For completeness, we reviewed every filed set of Tisun Investments accounts from 2007 to 2024.32 The picture is of an investment/holding company with some short-lived property and work-in-progress activity, paying tax in several years and with no material carried-forward losses.

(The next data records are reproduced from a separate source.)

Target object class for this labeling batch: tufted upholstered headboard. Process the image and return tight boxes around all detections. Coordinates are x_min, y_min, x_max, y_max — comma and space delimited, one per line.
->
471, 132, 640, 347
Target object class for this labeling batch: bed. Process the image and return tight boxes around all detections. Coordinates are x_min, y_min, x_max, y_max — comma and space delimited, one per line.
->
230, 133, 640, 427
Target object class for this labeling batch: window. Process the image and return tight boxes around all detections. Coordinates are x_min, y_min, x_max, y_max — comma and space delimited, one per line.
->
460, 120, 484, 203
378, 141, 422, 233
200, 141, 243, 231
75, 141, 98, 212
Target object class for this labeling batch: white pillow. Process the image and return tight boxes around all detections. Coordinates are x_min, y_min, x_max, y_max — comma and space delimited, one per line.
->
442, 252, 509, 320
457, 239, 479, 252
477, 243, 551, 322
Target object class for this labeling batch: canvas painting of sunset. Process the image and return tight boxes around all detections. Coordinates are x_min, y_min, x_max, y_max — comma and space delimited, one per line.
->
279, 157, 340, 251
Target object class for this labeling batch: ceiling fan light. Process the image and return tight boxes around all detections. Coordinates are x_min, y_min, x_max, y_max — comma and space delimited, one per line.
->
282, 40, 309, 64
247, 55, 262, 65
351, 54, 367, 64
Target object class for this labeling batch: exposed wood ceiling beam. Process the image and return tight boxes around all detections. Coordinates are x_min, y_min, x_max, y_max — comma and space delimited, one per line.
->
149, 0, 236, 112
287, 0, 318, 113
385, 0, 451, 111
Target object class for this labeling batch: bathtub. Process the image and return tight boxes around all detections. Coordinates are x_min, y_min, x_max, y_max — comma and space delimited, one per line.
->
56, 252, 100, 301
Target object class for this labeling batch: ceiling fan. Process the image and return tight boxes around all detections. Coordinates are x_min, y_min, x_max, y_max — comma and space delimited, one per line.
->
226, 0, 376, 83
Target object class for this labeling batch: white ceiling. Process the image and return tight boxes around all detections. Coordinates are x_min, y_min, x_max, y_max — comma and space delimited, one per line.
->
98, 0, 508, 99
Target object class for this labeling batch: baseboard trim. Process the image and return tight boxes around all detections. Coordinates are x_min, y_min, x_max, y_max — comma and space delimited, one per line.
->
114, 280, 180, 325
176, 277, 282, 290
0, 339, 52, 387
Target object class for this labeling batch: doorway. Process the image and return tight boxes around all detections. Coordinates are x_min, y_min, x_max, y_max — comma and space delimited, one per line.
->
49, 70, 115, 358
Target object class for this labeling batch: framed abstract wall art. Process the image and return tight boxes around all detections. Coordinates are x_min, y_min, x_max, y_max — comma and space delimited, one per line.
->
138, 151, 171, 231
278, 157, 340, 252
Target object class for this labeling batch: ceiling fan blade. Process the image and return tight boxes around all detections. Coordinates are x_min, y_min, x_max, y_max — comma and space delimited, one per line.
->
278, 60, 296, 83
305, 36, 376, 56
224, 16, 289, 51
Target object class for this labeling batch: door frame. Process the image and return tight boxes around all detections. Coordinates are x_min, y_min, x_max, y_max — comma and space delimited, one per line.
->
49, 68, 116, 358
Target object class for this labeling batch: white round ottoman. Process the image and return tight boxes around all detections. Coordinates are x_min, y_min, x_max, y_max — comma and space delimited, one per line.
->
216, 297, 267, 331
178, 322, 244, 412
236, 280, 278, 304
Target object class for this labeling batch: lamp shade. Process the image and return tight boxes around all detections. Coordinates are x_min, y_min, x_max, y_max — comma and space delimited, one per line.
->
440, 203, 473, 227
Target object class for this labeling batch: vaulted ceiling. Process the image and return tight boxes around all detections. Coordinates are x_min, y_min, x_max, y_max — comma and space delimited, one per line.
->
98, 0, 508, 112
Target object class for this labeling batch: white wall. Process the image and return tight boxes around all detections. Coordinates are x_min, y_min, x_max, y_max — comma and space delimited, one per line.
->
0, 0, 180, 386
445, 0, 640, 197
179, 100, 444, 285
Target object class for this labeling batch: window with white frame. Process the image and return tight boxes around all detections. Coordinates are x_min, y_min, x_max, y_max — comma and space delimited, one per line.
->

Methodology – interest calculation
We calculated late-payment interest using HMRC’s published late-payment rates, applying simple daily interest to the corporation tax outstanding in each period. The first period starts on 1 October 2021, the first deadline for paying the tax. The amount outstanding then increases when later corporation tax liabilities fall due:
| Period | HMRC rate | Amount owed | Interest |
|---|---|---|---|
| 1 Oct 2021 to 7 Jan 2022 | 2.60% | £51,055.85 | £356.41 |
| 7 Jan 2022 to 21 Feb 2022 | 2.75% | £51,055.85 | £173.10 |
| 21 Feb 2022 to 5 Apr 2022 | 3.00% | £51,055.85 | £180.44 |
| 5 Apr 2022 to 24 May 2022 | 3.25% | £51,055.85 | £222.76 |
| 24 May 2022 to 11 Jun 2022 | 3.50% | £51,055.85 | £88.12 |
| 11 Jun 2022 to 5 Jul 2022 | 3.50% | £56,261.28 | £129.48 |
| 5 Jul 2022 to 23 Aug 2022 | 3.75% | £56,261.28 | £283.23 |
| 23 Aug 2022 to 1 Oct 2022 | 4.25% | £56,261.28 | £255.49 |
| 1 Oct 2022 to 11 Oct 2022 | 4.25% | £92,297.63 | £107.47 |
| 11 Oct 2022 to 22 Nov 2022 | 4.75% | £92,297.63 | £504.48 |
| 22 Nov 2022 to 6 Jan 2023 | 5.50% | £92,297.63 | £625.85 |
| 6 Jan 2023 to 21 Feb 2023 | 6.00% | £92,297.63 | £697.92 |
| 21 Feb 2023 to 13 Apr 2023 | 6.50% | £92,297.63 | £838.26 |
| 13 Apr 2023 to 31 May 2023 | 6.75% | £92,297.63 | £819.30 |
| 31 May 2023 to 11 Jul 2023 | 7.00% | £92,297.63 | £725.74 |
| 11 Jul 2023 to 22 Aug 2023 | 7.50% | £92,297.63 | £796.54 |
| 22 Aug 2023 to 1 Oct 2023 | 7.75% | £92,297.63 | £783.90 |
| 1 Oct 2023 to 20 Aug 2024 | 7.75% | £97,641.19 | £6,717.18 |
| 20 Aug 2024 to 26 Nov 2024 | 7.50% | £97,641.19 | £1,966.20 |
| 26 Nov 2024 to 25 Feb 2025 | 7.25% | £97,641.19 | £1,764.90 |
| 25 Feb 2025 to 6 Apr 2025 | 7.00% | £97,641.19 | £749.03 |
| 6 Apr 2025 to 28 May 2025 | 8.50% | £97,641.19 | £1,182.39 |
| 28 May 2025 to 27 Aug 2025 | 8.25% | £97,641.19 | £2,008.33 |
| 27 Aug 2025 to 9 Jan 2026 | 8.00% | £97,641.19 | £2,889.11 |
| 9 Jan 2026 to 15 Apr 2026 | 7.75% | £97,641.19 | £1,990.28 |
| £26,855.91 | |||
The calculation runs to 15 April 2026 and assumes no tax was paid before then.
Disclosure
Dan Neidle, the founder of Tax Policy Associates, is a member of the Labour Party. Tax Policy Associates has no political affiliation. Our previous reports suggesting politicians failed to pay the tax due investigated Angela Rayner, Keir Starmer, Ian Lavery and Nadhim Zahawi, as well as local Conservative, Labour and Liberal Democrat parties. We have also published reports rejecting accusations that Jeremy Hunt (twice) and Rishi Sunak avoided tax.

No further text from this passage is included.